All events are free and open to the public. Visit the CalArts Calendar for full event listings.

Co-sponsored by the ICA LA and the CalArts MA in Aesthetics and Politics Program, with support from the CalArts IDEA Cooperative. Convened by Janet Sarbanes. 


Anthony Paul Farley: Abolition & the Inversion of Surveillance

Police, prison, bosses, wage-slavery, and racism—the basic foundation stones of capitalist modernity—require surveillance. Surveillance, in turn, requires the creation of a visual field. Race is not a simple object in the visual field; race is the visual field. Race is the interest that orients all objects as a field of vision, and which makes police, prison, bosses, and wage-slavery possible. Abolition—"goodbye to all that"—begins with the inversion of surveillance (sousveillance) and the creation of a new field of vision, utterly incompatible with the old.
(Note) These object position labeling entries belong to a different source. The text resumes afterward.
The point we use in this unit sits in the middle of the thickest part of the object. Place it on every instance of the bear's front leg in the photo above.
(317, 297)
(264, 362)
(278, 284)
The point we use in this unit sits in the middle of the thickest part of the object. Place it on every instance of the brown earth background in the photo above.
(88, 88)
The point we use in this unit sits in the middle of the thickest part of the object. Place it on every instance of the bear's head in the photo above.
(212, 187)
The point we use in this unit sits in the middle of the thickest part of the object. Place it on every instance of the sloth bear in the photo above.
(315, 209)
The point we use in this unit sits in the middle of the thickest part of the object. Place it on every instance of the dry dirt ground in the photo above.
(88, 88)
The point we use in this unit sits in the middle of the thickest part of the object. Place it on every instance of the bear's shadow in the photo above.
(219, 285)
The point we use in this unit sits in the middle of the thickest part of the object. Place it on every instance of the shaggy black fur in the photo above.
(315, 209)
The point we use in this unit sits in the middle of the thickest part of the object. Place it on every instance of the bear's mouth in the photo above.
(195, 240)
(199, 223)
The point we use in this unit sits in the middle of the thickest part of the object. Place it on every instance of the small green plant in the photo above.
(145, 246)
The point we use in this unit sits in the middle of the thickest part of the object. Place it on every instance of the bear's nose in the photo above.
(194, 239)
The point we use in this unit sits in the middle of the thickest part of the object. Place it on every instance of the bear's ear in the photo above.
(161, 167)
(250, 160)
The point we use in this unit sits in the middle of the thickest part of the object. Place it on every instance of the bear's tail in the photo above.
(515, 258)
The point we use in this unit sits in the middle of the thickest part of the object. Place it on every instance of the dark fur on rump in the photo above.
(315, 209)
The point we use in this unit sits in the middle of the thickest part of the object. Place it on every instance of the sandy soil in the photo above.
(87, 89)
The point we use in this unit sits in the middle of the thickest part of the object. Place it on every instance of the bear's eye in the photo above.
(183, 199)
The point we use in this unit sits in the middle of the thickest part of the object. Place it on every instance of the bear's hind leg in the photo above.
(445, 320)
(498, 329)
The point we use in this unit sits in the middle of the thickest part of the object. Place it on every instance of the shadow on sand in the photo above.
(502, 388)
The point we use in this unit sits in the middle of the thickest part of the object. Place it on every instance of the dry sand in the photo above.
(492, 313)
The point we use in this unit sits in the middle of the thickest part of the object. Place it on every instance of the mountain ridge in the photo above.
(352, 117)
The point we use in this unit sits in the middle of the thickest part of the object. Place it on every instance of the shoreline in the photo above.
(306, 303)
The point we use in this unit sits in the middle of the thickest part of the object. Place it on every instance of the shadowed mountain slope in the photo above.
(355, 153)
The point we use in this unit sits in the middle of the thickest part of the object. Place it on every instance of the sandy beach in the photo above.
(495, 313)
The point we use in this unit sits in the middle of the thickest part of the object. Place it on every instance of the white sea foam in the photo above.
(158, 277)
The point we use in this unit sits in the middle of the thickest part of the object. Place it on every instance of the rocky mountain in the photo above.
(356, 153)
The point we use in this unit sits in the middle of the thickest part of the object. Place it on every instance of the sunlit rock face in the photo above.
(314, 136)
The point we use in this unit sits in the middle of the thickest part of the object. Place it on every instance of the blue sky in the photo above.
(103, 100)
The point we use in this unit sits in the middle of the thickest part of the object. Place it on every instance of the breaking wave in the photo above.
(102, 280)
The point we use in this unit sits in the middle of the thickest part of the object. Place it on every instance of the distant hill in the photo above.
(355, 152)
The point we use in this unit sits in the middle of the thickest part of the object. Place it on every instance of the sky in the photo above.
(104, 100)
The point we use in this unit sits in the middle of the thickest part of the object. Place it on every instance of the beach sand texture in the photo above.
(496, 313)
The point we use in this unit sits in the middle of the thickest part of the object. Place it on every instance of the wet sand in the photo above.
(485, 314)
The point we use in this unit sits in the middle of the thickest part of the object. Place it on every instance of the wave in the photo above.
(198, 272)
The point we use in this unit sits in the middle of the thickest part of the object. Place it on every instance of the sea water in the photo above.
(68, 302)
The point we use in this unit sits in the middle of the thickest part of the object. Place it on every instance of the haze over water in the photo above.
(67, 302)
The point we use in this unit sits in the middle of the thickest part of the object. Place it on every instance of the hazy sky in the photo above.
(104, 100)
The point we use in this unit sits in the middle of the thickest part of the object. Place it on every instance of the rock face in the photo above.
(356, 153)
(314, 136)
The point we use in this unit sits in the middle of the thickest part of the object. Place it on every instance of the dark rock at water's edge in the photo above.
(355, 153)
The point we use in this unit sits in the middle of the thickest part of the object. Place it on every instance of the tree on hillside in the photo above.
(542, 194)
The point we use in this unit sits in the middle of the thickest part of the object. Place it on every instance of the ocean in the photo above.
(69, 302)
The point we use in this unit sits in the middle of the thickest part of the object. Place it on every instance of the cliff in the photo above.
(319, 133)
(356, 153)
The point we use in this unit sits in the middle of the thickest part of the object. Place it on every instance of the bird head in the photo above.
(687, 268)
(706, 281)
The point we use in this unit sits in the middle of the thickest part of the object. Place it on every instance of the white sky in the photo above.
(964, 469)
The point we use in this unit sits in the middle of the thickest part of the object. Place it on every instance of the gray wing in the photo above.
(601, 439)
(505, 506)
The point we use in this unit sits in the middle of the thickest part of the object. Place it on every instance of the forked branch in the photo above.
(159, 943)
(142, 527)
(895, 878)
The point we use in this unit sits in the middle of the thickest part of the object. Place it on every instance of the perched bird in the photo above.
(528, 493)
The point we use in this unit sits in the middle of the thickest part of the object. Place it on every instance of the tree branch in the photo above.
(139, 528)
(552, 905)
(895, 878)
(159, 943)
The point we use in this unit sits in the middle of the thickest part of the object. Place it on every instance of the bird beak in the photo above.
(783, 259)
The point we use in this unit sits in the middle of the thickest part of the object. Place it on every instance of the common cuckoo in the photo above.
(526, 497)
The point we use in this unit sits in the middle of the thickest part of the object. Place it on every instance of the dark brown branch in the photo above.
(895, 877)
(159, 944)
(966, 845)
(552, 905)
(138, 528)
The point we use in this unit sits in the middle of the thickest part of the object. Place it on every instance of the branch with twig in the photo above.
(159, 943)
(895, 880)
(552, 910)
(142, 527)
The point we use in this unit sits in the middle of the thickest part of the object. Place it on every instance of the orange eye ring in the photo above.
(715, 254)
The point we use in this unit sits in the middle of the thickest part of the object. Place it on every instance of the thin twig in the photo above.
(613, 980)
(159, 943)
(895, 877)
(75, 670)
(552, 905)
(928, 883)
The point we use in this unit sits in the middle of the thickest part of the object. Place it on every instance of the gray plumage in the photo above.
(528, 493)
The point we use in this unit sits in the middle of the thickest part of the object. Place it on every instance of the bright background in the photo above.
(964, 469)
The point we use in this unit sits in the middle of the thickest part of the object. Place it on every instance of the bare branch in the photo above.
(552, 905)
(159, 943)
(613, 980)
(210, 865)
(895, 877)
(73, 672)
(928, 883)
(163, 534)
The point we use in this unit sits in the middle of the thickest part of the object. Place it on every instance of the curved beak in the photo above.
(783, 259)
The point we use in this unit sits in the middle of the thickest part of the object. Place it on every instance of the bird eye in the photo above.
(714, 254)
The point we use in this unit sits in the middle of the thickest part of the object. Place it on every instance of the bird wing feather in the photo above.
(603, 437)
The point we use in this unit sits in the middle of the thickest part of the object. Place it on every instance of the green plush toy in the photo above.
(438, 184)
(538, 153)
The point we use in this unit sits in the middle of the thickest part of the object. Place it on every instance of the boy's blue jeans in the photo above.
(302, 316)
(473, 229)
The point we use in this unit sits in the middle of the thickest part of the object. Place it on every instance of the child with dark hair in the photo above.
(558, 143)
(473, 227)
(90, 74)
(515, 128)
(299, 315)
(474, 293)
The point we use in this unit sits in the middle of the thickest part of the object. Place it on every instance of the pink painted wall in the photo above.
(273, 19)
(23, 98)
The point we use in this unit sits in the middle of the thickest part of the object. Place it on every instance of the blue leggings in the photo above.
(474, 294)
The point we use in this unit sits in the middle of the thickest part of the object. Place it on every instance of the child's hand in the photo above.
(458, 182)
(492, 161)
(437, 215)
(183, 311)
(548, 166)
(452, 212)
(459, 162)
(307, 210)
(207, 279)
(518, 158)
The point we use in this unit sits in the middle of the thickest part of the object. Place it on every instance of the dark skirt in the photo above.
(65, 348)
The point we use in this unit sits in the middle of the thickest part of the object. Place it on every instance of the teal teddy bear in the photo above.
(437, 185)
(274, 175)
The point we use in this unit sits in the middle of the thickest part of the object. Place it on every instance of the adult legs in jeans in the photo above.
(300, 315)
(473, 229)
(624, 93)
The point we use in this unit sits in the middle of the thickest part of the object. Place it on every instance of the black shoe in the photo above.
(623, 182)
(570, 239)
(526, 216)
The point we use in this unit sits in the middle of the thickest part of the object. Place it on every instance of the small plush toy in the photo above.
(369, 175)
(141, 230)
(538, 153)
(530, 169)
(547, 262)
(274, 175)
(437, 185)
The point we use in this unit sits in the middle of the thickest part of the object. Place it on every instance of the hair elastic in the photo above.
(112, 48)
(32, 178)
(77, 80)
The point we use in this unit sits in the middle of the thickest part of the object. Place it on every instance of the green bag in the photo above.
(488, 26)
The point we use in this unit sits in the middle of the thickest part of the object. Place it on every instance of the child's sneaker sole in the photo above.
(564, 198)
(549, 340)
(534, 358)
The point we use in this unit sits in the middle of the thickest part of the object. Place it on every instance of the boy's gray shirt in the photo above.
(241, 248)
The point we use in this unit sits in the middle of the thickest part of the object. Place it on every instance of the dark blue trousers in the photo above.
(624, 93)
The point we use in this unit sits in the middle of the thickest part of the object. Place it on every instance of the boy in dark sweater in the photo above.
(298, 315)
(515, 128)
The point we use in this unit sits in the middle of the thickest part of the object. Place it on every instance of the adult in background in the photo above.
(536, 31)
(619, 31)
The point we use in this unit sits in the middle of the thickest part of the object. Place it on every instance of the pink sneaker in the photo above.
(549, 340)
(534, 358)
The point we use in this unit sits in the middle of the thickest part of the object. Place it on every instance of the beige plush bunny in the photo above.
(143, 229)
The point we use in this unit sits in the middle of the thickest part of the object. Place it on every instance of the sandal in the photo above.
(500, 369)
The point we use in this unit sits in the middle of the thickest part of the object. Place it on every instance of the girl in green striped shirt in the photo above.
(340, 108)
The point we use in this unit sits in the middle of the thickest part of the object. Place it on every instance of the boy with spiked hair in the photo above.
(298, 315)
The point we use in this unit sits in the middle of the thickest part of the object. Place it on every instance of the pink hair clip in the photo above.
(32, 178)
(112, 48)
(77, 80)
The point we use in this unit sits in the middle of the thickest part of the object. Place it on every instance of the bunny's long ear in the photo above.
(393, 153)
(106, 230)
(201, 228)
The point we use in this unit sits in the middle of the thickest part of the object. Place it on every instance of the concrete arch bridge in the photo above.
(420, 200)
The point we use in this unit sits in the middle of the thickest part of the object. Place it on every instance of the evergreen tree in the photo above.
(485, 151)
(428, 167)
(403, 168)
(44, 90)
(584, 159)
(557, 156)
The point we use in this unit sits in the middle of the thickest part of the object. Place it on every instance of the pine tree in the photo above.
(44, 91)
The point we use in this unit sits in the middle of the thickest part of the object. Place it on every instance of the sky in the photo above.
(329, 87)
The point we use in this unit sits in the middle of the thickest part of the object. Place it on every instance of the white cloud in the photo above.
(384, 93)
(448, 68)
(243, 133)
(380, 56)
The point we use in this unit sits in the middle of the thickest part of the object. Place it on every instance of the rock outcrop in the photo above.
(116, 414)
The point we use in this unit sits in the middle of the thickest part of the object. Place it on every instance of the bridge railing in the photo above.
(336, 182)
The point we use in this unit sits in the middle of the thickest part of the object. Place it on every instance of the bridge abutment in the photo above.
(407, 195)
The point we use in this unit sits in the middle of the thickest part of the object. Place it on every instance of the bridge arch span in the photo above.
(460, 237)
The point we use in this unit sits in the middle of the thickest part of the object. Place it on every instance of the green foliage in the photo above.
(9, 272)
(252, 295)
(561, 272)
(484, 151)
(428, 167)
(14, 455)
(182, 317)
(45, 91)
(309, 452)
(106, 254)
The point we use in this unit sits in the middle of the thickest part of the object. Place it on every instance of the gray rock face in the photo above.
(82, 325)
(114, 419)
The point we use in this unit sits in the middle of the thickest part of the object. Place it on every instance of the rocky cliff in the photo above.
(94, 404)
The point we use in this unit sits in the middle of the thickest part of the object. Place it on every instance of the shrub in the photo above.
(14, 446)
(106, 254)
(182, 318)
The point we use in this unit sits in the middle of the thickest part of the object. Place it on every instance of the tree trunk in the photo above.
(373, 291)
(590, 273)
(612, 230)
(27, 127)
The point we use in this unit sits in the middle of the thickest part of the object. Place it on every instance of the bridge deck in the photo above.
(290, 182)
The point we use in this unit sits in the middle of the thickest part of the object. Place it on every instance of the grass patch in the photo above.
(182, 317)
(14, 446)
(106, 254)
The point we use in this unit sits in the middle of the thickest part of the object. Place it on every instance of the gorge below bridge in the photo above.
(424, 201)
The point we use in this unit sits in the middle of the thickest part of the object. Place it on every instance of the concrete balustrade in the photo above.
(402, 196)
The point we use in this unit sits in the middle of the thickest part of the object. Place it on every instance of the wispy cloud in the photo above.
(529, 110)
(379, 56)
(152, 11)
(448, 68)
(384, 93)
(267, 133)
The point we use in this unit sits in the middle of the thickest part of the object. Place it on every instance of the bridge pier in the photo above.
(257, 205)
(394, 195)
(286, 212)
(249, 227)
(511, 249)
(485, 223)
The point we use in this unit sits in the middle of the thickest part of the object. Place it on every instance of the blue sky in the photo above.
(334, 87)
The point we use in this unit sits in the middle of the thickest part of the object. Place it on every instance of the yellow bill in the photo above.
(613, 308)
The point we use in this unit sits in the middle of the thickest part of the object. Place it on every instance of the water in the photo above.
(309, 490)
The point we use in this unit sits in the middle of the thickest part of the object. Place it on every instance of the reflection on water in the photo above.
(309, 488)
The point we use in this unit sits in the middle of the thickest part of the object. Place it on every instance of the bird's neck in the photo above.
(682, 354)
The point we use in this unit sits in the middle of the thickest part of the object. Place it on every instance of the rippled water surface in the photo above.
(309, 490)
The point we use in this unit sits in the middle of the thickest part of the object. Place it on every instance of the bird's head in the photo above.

Anthony Paul Farley’s presentation focuses on the inversion of surveillance and abolition’s new world.

Event Details

Luciana Parisi: Aesthetic Colliders in AI Vision

As Open-AI launched DALL-E, concepts in natural language are directly transformed in images. AI generated images are said to not only show us how AI understands human words, but to also stretch the aesthetic dimensions of vision. Algorithmic instrumentality opens the question of what counts as aesthetics in the aftermath of computational thinking. This relation between instrumentality and aesthetics must be further studied. One must ask: how can algorithms meet the creative ambition of aesthetic production without simply intensifying the recursive trends of cognitive capital? To what extent one can argue for a machine aesthetics that escapes the modern cosmogony of Man the colonial and patriarchal epistemologies granting the authority of capitalism (Wynter 2002)? The paradox of aesthetics and capital, where recursive algorithms sustain the freedom of homo bioeconomicus through the prototype of the slave-machine, haunts machine vision, but may also push forward an alien hypothesis for AI aesthetics.

Event Details

Rachel Garfield: Last Gasp or Future Possibility? Punk, Visual Anarchy and DIY

The Sex Pistols’ God Save the Queen and Poly Styrene’s Bondage Up Yours! have rung through the decades—not so much as a revolutionary force, but more as a signifying gesture, a Fuck You!, against the structures of Capitalism. It did, however offer recuperative possibilities for visual artists through its elevation of the amateur, the anti-melodic and the DIY—particularly for women. Artists such as Vivienne Dick, Betzy Bromberg, and Abigail Child transformed film language through a hysterical and vertiginous rulebreaking using disjuncture, deflation and visual contradiction. These artists are a link between second-wave feminism, contemporary video practice and emergent subjectivities: a pre-history that is missing. If a renewed interest in punk is part of a search for an ‘authentic’ moment outside of the ambitions of Capitalism, can these works offer a way of re-thinking the tenets and requirements of the art world today–a way to look again at what it is possible to make without publicly funded budgets, production teams, and fancy buildings to exhibit in? Or is this ‘anarchy’ merely another consumable gesture?